January 11—Bank of Uganda Governor, Prof. Emmanuel Tumusiime Mutebile (right), has cast a worrying look at Uganda’s high population growth rate that threatens to outpace any economic gains, but also asked the government to provide the private sector with more drivers to encourage enterprise.
“Let us work together to build a strong, vibrant and sustainable private sector, increase choices and opportunity for income, employment and wealth.
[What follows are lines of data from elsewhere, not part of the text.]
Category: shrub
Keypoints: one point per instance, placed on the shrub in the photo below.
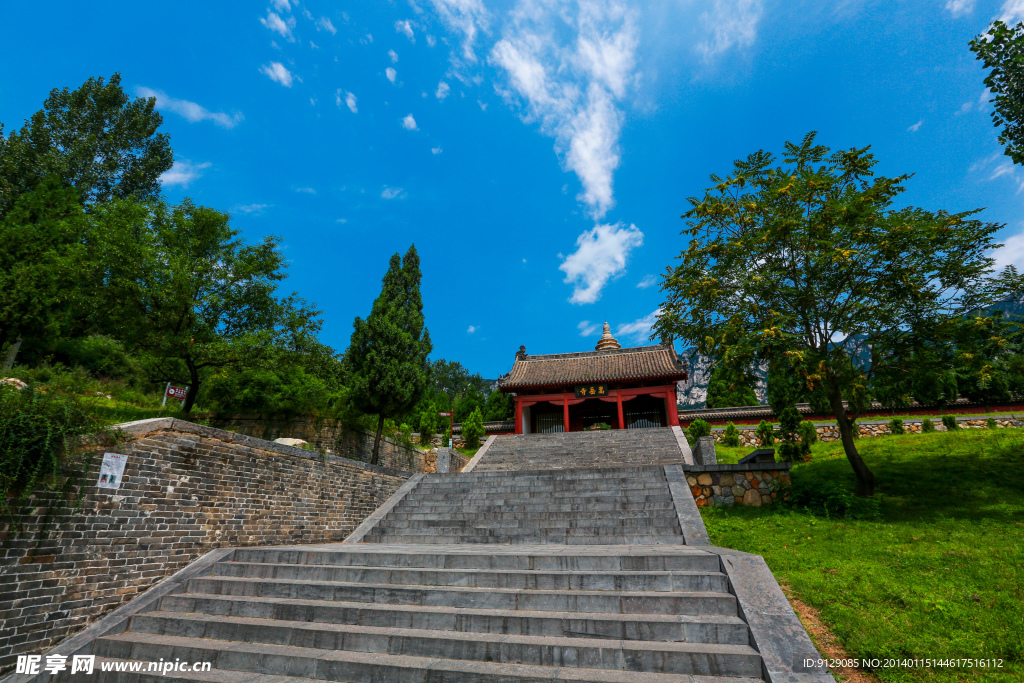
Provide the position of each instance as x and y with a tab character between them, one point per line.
765	433
697	429
472	429
731	435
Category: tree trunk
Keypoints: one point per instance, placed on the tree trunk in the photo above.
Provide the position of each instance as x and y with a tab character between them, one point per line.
12	353
193	387
377	441
865	480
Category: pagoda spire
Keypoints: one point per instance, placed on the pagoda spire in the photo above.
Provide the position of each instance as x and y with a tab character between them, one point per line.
607	342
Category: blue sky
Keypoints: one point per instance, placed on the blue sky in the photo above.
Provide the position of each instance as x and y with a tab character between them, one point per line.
539	154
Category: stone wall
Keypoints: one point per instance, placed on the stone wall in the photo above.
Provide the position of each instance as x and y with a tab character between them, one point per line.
829	432
754	484
185	489
327	435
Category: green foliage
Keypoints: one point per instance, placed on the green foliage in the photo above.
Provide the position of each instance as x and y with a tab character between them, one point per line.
730	386
388	351
697	429
37	433
472	429
95	140
1001	50
765	433
889	279
730	436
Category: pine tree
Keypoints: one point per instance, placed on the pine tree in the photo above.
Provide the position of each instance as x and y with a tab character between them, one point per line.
388	350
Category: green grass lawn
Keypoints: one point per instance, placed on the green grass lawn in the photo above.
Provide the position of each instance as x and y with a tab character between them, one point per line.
938	572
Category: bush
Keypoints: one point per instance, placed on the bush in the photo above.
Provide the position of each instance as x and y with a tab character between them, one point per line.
472	429
765	433
697	429
731	435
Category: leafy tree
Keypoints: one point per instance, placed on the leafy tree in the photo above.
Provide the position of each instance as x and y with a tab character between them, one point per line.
388	350
184	290
731	386
95	139
782	258
1001	50
472	429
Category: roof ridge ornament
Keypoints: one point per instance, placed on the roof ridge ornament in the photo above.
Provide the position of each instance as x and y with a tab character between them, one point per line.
607	342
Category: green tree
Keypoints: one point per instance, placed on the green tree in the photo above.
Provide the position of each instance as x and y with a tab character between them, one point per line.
730	387
195	298
1001	50
783	258
96	139
388	350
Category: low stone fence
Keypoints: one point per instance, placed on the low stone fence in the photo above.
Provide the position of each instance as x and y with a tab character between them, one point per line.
755	484
185	489
867	428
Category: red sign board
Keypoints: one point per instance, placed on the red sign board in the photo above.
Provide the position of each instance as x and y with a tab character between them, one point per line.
177	392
It is only through the private sector that industrialisation and job creation is going to be achieved,” Mutebile said during the inaugural Professor Emmanuel Tumusiime Mutebile Centre for Excellence Business Dialogue(MCBD) organised by the Makerere University Private Sector Forum in partnership with Bank of Uganda.
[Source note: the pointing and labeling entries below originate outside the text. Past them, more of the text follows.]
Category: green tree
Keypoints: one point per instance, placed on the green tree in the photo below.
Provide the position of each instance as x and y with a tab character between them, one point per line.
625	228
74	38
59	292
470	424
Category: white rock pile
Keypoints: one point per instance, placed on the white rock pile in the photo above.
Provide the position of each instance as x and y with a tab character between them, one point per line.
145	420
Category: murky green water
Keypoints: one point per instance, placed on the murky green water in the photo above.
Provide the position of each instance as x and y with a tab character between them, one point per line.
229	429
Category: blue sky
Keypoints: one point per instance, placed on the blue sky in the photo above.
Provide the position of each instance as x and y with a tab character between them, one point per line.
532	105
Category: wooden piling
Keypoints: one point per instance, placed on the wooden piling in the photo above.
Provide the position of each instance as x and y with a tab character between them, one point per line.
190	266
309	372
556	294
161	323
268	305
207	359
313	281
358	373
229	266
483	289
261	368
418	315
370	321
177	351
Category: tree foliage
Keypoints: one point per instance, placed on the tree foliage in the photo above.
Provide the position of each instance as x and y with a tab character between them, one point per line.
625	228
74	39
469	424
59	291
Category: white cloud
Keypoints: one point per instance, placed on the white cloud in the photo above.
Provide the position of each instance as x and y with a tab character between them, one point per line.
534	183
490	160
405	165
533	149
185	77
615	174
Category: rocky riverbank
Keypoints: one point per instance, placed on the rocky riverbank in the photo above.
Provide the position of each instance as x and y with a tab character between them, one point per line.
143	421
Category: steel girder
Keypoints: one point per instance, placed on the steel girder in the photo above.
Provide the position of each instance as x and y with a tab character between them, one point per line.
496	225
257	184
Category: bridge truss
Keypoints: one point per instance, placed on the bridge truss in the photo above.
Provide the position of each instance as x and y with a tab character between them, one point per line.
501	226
He said the current economic problems facing Uganda will not come to an end soon if the population growth rate is not contained within reasonable levels.
At just over 3%, Uganda’s population growth rate is the highest in the region.
According to the World Bank, Uganda has the fifth highest fertility rate in the world, with women having an average of 5.8 children in 2016. With GDP growth rate slowing below 4% during 2016/17, this means Uganda is almost standing still in terms of generating wealth for its people.
Mutebile said the private sector has been flourishing over the years and the economy growing stronger however the population growth rate continues to undermine the efforts of the government and other African countries to spread prosperity.
Mutebile said Uganda also has the challenge of limited sets of growth drivers in creating wealth and jobs. More than half of the population is below 30 years of age.
The dialogue was intended to bring together academia, private and public sector officials together and discuss a way forward on how the private sector can be empowered as the main economic growth driver for the African continent
Patrick Mweheire the Chief Executive of Stanbic Bank Uganda said during the panel discussion there is no way Uganda will eliminate unemployment if it continues to produce two million babies every year and yet it can only create 100,000 jobs in a year.
Dr.Maria Kiwanuka, a former finance minister said what Uganda needed to do was to identify the economic strengths of each region so that specific investment and development policies can be formulated to help these regions increase production capacity in their specific commercial items.
She said there is also need to concentrate on skilling people in technical areas and give them initiatives so that they can engage in productive manufacturing hence creating jobs for themselves.
The Executive Director Nuha Mwesigwa, of the Makerere University Private Sector Forum said their Centre is working towards finding transformative and alternative solutions for the private sector in Uganda with a regional and global focus to create jobs and wealth in Uganda. “This dialogue is going to create a basis for continued dialogue on what is needed to bridge the gap between the policies and real development,” he said.